Eetu Piki was responsible for the cooperation in the students’ project group.
At first, we made an excursion to Tasowheel in order to observe their production facilities, that is, the future working environment of the robot, and the machines that it was supposed to work at, Eetu reports.
After the excursion, in the first phase of design and planning, the students mapped out the resources available in the test lab of their university.
Actually, this involved two projects, as we first created a demonstration as close as possible to the real-life factory environment, and then we designed the best possible robot system for Tasowheel’s needs.
At Tasowheel, the new robot is needed to support in automating automation and to manage monotonous pick-and-place tasks that have previously required manual work. The robot will pick unprocessed blank products from a pallet and place them to the conveyor, which will then pick and place them for machining. Once the machine cycle is completed, the robot will remove the completed parts from the belt for further transport.
During the research project, the students quickly found out that the demo robot of the university would not qualify in Tasowheel production due to its insufficient payload capacity. So they mapped all collaborative robots, that is, cobots in the market and listed those that would best meet the requirements set by the actual production environment and the most critical attribute: safety.

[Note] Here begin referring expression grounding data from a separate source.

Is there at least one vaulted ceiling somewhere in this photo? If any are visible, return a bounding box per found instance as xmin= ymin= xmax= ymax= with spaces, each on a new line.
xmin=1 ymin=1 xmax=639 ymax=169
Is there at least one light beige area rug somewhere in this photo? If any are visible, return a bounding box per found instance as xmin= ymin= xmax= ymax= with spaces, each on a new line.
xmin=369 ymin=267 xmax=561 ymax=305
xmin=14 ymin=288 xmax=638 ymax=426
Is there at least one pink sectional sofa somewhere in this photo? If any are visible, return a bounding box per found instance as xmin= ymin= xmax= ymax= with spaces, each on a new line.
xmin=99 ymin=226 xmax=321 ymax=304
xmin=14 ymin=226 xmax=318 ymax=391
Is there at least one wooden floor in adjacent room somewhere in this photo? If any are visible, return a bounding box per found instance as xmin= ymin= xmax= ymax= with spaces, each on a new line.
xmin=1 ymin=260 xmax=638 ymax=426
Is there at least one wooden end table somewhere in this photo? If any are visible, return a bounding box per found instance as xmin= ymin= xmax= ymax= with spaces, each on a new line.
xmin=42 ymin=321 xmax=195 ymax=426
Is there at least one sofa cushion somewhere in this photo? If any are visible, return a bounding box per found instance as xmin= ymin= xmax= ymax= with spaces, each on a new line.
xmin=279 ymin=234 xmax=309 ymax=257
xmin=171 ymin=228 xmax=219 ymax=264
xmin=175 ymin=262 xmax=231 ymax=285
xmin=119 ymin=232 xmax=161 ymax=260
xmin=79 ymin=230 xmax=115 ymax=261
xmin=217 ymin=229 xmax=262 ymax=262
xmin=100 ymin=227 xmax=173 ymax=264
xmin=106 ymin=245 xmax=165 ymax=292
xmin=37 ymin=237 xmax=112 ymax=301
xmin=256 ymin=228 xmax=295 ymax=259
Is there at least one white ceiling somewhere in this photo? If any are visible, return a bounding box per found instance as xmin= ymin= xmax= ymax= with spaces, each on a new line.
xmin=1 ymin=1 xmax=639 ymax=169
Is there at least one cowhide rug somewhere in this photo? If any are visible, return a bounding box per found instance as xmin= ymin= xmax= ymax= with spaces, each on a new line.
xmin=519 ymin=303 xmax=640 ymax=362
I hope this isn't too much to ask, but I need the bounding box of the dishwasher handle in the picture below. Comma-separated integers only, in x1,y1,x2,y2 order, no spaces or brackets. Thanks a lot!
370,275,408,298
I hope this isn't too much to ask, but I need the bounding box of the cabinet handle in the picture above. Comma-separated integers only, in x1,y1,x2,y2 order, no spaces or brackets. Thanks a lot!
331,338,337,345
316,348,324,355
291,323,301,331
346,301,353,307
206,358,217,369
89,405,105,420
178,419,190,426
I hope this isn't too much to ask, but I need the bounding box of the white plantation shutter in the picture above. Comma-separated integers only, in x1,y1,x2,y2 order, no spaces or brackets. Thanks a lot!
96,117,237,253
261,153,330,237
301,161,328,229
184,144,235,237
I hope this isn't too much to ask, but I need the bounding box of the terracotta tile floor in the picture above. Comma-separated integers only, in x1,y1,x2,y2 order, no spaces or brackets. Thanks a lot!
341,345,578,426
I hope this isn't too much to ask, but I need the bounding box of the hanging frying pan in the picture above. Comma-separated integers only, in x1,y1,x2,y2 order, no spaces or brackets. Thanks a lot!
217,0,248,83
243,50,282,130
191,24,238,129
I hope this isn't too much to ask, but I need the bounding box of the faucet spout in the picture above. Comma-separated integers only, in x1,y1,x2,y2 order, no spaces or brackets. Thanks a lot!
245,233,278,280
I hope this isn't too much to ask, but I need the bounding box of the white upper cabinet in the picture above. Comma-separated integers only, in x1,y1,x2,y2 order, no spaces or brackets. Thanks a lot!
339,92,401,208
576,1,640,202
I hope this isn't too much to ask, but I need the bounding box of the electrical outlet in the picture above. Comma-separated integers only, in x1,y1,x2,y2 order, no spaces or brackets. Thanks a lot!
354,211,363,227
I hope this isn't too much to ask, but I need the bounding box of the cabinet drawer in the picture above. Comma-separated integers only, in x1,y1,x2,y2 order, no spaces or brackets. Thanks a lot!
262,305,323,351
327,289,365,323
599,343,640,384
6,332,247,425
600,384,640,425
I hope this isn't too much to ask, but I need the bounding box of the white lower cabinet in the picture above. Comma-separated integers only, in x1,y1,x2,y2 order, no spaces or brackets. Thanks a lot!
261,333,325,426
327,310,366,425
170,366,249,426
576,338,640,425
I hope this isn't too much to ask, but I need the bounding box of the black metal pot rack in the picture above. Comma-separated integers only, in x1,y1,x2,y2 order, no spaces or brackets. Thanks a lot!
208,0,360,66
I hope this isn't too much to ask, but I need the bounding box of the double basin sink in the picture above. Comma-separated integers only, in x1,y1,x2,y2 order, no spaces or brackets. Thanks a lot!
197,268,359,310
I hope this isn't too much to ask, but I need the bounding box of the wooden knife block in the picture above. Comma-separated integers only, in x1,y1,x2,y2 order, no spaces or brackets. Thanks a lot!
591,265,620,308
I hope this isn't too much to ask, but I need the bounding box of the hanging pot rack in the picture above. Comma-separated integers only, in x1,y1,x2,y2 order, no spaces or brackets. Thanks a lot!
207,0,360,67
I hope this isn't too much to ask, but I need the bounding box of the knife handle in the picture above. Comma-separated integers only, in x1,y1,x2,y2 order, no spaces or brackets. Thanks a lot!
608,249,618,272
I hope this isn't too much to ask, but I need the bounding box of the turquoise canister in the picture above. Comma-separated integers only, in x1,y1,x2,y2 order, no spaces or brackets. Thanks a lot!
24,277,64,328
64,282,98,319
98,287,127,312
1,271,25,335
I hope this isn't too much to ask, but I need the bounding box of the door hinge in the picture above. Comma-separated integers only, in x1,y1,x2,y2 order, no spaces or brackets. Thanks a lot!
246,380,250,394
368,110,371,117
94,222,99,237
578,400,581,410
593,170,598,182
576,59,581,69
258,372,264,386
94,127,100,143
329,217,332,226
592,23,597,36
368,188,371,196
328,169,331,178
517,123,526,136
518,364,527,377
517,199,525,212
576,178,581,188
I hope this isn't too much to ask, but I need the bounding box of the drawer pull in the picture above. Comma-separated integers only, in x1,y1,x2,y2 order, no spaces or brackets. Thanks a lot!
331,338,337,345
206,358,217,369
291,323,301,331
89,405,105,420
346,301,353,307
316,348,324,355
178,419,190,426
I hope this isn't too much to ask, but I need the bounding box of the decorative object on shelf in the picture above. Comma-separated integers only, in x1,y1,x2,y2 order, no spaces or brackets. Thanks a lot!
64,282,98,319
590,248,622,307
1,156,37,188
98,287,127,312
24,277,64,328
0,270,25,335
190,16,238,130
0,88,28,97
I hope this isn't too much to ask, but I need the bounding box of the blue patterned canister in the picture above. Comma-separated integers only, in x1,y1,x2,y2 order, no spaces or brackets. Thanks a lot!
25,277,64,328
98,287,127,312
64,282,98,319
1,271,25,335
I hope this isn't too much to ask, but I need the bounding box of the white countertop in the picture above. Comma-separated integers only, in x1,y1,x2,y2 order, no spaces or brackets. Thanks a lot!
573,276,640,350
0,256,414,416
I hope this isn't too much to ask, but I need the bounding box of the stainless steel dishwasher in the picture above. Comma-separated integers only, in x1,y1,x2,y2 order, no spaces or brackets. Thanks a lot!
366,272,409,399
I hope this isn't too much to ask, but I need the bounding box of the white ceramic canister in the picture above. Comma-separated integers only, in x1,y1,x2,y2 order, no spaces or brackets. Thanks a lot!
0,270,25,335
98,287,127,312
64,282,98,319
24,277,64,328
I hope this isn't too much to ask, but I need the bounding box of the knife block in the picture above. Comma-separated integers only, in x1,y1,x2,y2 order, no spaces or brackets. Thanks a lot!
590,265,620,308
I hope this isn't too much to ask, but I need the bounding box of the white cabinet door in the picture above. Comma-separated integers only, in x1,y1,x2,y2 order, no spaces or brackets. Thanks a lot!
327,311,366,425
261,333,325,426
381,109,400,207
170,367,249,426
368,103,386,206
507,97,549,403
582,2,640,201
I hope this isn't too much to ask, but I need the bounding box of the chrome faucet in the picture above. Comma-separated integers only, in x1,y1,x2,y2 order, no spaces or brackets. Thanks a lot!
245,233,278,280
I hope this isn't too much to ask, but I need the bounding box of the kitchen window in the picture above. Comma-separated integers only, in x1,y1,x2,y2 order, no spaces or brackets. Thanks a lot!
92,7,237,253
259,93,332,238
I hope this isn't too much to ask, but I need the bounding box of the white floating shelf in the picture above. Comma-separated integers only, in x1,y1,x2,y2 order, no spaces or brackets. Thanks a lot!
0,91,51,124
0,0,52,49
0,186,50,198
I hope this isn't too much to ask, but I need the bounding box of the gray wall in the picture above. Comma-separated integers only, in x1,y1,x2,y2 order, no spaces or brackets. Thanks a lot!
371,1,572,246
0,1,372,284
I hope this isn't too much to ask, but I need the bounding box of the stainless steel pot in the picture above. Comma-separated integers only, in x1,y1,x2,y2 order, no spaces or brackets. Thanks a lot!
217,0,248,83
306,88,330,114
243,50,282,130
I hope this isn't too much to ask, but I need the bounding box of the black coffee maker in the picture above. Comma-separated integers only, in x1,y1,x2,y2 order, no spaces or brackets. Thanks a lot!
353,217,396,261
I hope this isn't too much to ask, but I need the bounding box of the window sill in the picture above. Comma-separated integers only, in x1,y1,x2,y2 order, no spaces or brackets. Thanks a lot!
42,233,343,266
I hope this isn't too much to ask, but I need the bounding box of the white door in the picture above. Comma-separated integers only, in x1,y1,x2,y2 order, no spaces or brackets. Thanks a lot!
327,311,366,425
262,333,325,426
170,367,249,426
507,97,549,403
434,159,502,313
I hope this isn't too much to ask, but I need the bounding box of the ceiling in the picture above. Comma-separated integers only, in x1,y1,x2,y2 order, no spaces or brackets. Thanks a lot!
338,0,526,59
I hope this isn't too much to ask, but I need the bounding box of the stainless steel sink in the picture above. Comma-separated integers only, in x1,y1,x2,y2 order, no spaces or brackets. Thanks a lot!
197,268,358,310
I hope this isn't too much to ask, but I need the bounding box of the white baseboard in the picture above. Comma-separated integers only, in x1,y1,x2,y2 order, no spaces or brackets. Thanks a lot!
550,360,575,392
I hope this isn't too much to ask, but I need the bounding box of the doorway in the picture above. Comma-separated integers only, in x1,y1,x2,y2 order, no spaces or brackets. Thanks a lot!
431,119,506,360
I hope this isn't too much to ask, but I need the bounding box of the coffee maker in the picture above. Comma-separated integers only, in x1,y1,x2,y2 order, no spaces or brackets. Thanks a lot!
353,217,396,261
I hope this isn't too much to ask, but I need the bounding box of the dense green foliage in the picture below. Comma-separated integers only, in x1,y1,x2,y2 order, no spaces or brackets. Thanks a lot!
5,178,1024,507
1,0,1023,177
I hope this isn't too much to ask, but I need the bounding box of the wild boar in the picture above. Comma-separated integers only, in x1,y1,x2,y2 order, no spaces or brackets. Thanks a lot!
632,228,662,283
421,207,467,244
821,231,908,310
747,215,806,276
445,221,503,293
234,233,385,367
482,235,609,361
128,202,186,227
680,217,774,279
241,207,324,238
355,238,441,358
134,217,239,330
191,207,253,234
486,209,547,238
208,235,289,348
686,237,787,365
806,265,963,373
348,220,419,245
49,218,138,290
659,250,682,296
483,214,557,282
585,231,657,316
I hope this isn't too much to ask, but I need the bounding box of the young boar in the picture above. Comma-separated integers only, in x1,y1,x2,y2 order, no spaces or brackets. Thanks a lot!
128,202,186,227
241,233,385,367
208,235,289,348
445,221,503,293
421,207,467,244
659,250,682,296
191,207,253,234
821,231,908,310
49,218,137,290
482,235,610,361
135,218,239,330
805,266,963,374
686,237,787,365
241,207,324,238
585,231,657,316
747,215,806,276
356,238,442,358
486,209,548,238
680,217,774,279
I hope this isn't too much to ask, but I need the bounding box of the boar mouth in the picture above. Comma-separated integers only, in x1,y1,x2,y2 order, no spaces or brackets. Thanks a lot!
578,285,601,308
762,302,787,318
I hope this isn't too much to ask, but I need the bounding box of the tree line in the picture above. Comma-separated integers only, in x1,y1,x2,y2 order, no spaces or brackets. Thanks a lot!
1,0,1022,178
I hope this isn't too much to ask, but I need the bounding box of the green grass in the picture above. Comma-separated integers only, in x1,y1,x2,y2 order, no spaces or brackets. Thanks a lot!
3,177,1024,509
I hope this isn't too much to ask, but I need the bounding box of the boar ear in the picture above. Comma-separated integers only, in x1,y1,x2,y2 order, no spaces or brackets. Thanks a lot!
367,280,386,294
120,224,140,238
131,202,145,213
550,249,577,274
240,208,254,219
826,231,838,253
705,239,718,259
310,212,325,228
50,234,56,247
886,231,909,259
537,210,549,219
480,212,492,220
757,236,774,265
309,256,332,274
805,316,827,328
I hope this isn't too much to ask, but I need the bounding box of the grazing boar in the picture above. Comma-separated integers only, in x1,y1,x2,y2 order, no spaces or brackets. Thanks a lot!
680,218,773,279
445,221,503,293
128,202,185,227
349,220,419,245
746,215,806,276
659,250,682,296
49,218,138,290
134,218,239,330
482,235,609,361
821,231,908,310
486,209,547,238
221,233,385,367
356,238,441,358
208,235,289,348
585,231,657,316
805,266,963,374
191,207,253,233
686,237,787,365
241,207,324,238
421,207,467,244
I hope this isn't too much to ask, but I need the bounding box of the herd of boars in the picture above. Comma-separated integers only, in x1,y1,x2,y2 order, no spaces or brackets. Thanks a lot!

Safety is the number one issue in the production environment. The robot must be designed to remain safe while interacting with humans. It has to stop when needed without causing any danger, Eetu says.
In addition to the tight safety requirements, also other restrictions decreased the amount of suitable cobot candidates.
At Tasowheel, the objects that are being lifted and moved are rather heavy. Regular cobots with a payload of a maximum 7-8 kg come not in question.
Jarmo thanks the research group for making excellent remarks and concrete recommendations and shedding more light on safety.
Although the collaborative robot itself is not dangerous, we learned that a safety risk may appear when it moves a two-kilogram, sharp-edged gear. Therefore, it is important to isolate a separate operative area for the robot, he explains.
The robot researchers themselves were surprised that there were no complete solutions for redeployable cobots that could be easily moved from one machining station to another. This raised their interest to do further research in mobile robot solutions. For Tasowheel, the most important takeaways involved safety and the challenges that may emerge in the deployment of robots.
This was an interesting and valuable project that gave us a lot of useful information. It was also made clear that it is not as simple to deploy cobots in production as the robot marketers may let you think, Jarmo sums up.